Imagine you have a sheet of paper to throw away. Do you crumple it up before tossing it out or just put it in as it is? (Ideally you would recycle it, but we’ll exclude that option from this particular thought experiment.) Does your answer change depending on your proximity to the wastebasket? What about the size of the piece of paper? Or the amount of trash already in the container? So many things to consider!

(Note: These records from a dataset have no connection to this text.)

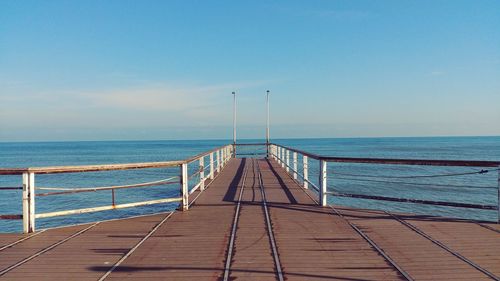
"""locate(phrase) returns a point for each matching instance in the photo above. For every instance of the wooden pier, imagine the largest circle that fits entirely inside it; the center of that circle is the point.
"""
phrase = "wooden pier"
(255, 222)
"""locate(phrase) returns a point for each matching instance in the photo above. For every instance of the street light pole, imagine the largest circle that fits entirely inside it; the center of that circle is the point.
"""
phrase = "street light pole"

I understand crumpling a piece of paper in frustration, but it seems many people automatically crumple, despite the extra effort involved. Perhaps they do it to reinforce the “trash-ness” of the paper—their mental archetype of a discarded piece of paper is necessarily a crumpled ball. Or perhaps crunching the paper into a ball allows them to turn the act of throwing it away into a miniature game, but this reason loses validity if the person is sitting next to the trashcan.

Conversely, it seems when most people discard empty food containers, such as plastic bottles and cardboard boxes, they neglect to compact them. This means a trashcan accumulates trash much faster than it would if the containers were compressed. The effort required to flatten a cardboard box or compress a plastic bottle is minimal and saves a surprising amount of space. Admittedly, the satisfaction gleaned from squashing these objects is inferior to crumpling a sheet of paper, which turns into an aesthetically pleasing and aerodynamic ball.

Compress containers, and you’ll be amazed at how much less frequently you will have to take out the trash. Or do one better and just recycle. Paper. Plastic. Glass. Even cardboard. Pretty soon all your trash for the week will fit in one plastic grocery bag. Which you shouldn’t use, because they’re bad for the environment. So stop crumpling.